Yesterday, I watched a man die.
I didn’t know him. I don’t know if he was a good person. Nor do I know if he was loved. But his body and his face had all the signs of one who lived in emotional duress.
He was a married man, and therefore most likely loved. He was an elderly man, and therefore had much life in his years. It appears that he may have succumbed to a heart attack. Alone. In a random street. In a public place. With no celebration of his life or his accomplishments to accompany him, or comfort him in his last moments. Except me, a stranger feeling for his pulse, awkwardly shifting him to ease his breathing, and waiting helplessly for more skilled assistance to arrive while my friend looked on equally helpless at what was unfolding in front of us.
His dignity was not spared by the lethargic paramedic that eventually arrived on scene. Nor by the inept control room operator that showed zero empathy or urgency in summoning help.
By the time I left, he was covered in a red blanket, just barely. His hair and feet peeping out of either end. And around his spent body, jovial spirits from five different emergency response services mulled about, paying no attention to the corpse on the sidewalk. He was no longer a name, nor a person. He was a body. A corpse. A reminder of the inevitability of death.
The only thought that remains, is that death passed me in the street yesterday. And like that man, I left home for a meeting, without any loved ones around, not knowing if I would return home, but assuming that I would. Because that’s what keeps us going, isn’t it? The probability of death in every moment of life is always lower than the probability of surviving that moment and having another, and another, and more.
Until there is no more.
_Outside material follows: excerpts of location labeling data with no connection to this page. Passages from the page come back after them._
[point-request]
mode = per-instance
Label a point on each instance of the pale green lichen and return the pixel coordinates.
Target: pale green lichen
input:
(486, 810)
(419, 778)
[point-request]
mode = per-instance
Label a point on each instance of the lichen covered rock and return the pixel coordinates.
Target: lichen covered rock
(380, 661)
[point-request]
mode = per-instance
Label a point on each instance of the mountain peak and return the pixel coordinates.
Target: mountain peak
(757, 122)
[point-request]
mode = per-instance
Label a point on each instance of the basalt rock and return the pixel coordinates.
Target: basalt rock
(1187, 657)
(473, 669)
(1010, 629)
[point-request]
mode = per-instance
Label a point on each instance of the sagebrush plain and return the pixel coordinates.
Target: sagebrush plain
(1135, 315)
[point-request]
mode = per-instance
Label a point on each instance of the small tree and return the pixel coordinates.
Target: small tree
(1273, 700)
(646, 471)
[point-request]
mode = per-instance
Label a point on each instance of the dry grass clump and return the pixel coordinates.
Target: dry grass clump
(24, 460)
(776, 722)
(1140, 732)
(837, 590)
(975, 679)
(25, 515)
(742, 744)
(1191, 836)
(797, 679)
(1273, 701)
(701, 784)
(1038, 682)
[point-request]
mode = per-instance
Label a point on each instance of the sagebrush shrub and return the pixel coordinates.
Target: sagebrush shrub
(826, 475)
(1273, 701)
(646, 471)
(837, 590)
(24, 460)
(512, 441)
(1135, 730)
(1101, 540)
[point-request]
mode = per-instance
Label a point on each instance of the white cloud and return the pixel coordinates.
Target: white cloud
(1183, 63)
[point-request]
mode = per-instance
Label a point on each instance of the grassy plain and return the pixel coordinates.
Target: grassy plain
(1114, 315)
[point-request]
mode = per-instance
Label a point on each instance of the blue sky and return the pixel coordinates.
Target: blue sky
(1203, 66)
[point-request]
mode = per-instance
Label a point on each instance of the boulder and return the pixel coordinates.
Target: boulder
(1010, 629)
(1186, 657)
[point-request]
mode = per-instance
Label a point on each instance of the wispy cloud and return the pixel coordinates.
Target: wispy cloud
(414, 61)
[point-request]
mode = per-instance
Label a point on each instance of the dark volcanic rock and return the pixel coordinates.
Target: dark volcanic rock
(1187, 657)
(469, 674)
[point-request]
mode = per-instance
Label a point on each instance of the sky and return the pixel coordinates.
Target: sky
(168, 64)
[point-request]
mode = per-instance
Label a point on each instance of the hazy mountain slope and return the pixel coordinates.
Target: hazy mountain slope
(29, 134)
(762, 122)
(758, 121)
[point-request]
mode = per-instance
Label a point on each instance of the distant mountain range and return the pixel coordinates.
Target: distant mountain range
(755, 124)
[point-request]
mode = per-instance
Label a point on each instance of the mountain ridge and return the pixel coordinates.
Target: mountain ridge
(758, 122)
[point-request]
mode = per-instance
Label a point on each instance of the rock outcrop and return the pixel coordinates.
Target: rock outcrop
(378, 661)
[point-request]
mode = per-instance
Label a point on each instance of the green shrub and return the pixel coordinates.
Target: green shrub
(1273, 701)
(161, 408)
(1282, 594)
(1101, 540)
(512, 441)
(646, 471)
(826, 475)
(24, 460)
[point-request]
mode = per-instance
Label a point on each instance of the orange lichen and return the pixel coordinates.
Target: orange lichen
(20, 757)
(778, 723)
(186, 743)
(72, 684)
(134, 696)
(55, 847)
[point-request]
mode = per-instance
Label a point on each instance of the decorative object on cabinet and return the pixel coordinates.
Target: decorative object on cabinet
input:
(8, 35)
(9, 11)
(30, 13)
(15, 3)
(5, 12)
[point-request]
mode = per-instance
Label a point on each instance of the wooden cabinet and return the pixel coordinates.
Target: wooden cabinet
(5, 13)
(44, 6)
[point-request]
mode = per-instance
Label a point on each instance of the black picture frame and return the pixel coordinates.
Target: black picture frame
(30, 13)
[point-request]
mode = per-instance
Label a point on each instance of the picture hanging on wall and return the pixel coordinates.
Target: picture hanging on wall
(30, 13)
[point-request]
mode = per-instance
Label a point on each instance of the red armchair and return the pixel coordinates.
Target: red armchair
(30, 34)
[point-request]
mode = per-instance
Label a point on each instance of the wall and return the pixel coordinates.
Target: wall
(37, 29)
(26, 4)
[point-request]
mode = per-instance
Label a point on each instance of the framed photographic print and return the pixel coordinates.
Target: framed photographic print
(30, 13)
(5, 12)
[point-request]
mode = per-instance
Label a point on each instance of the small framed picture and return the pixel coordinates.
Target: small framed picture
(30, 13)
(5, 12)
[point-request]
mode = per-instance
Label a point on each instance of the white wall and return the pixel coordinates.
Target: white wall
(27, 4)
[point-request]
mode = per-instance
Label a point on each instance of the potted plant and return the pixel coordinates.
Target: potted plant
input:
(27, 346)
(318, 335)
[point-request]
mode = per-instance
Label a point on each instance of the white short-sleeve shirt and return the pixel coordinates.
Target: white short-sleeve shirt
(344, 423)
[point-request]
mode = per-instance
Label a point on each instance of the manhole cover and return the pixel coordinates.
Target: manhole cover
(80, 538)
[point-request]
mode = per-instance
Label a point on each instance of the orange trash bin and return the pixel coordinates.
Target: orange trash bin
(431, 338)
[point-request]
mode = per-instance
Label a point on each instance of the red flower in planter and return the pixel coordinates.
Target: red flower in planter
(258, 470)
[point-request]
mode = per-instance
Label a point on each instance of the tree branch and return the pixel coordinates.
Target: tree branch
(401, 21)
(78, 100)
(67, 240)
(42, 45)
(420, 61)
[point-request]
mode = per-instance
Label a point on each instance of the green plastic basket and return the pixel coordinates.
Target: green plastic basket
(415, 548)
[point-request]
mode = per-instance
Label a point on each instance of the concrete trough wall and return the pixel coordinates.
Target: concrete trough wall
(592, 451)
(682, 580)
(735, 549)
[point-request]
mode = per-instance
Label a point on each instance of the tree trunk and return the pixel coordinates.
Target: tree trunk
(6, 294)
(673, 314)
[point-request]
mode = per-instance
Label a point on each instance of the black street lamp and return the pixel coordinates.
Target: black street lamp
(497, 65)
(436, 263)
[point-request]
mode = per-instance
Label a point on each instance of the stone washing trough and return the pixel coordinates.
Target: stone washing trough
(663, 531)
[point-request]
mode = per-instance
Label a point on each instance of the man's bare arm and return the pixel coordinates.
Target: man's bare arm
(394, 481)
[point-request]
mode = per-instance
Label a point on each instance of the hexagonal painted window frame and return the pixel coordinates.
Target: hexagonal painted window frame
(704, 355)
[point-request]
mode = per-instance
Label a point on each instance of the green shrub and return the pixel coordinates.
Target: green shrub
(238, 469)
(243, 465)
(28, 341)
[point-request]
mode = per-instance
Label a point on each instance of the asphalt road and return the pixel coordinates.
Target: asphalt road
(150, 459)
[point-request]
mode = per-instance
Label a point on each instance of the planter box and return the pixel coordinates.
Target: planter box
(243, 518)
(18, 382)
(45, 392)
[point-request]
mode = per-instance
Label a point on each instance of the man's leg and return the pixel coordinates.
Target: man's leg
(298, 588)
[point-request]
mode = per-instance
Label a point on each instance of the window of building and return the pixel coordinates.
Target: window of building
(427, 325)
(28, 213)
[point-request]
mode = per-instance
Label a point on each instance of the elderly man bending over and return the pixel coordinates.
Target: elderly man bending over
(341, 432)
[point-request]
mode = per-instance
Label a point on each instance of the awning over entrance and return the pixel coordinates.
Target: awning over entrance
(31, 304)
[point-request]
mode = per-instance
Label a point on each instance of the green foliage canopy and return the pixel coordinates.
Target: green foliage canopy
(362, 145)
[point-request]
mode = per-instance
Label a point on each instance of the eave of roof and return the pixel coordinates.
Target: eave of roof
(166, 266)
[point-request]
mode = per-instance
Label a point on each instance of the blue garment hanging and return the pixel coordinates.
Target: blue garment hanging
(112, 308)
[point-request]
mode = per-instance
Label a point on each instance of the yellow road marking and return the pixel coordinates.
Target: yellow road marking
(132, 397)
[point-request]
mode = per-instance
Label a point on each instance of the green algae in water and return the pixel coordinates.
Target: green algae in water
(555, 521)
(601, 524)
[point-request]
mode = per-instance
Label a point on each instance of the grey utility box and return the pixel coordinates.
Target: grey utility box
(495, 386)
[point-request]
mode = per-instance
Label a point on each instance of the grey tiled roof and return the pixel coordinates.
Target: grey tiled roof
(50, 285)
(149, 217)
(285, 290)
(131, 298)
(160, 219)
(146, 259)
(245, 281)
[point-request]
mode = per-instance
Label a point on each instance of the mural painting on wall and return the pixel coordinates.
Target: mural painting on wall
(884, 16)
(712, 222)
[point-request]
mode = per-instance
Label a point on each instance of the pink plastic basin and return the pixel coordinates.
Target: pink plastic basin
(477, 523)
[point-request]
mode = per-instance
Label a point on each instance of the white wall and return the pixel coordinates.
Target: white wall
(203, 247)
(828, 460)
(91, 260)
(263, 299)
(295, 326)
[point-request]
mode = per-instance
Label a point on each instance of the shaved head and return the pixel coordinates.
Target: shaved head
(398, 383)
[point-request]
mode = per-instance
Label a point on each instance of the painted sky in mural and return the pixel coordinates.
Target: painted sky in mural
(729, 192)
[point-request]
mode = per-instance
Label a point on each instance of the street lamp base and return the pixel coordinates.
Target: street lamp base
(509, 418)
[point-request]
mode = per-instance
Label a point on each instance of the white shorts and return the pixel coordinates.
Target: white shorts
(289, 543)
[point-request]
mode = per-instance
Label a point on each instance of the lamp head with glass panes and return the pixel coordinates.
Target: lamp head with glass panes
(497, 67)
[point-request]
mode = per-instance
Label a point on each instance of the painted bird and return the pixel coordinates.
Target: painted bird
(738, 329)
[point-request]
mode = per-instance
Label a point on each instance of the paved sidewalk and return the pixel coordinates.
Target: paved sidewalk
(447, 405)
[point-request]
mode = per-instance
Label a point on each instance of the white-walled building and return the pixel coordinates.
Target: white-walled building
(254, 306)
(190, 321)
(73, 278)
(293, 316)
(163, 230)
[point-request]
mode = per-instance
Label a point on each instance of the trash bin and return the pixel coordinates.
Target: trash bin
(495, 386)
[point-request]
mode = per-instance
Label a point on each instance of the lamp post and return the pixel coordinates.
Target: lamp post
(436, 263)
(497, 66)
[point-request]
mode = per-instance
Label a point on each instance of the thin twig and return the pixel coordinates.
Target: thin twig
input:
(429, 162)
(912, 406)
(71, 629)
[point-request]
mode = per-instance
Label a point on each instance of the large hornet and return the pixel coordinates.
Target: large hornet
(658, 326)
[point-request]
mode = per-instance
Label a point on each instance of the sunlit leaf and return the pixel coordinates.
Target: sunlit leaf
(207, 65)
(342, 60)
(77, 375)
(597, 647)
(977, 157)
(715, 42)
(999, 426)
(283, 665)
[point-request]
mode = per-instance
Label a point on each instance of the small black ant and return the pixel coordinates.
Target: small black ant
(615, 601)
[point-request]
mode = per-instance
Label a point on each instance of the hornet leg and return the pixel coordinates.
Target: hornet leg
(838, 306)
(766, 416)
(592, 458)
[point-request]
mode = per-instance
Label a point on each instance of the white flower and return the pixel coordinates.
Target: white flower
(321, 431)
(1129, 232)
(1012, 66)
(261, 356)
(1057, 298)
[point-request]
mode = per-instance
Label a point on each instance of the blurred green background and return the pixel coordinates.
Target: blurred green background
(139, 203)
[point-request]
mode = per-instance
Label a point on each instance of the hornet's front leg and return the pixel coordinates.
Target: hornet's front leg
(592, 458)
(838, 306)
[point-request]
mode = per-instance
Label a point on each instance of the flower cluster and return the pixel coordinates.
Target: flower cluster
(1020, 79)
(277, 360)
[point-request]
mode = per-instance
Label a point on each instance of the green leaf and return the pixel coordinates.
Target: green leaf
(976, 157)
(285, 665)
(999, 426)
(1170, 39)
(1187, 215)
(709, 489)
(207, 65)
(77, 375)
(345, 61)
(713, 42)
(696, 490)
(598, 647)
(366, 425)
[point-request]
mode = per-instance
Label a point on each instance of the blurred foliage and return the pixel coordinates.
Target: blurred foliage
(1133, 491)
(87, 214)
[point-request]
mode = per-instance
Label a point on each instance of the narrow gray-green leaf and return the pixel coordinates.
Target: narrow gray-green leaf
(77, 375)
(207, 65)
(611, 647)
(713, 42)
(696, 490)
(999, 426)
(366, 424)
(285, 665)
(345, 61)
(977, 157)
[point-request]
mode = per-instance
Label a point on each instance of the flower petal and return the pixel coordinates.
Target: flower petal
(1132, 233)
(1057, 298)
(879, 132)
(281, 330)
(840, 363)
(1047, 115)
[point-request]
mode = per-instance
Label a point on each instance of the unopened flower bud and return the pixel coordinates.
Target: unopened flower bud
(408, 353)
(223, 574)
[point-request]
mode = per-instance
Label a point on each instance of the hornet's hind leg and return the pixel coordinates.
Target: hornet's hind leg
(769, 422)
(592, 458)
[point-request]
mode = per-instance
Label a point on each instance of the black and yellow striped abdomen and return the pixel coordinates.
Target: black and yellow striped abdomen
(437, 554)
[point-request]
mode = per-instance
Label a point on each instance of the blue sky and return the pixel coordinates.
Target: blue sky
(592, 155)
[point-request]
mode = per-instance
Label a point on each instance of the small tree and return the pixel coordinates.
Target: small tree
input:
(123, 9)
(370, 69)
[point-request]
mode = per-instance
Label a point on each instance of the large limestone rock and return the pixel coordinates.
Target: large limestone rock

Without warning or ceremony. One day, there will be no more. And the only ceremony that will remain, will be the closure of our life, so that those who survive us may be able to continue living out their probabilities, comforted by the fact that it wasn’t them.
Yesterday, I stood side by side with death. And I feel numbed by the fact that it didn’t shake me as much as it should have. My effort to reclaim my humanness from an inhumane world continues.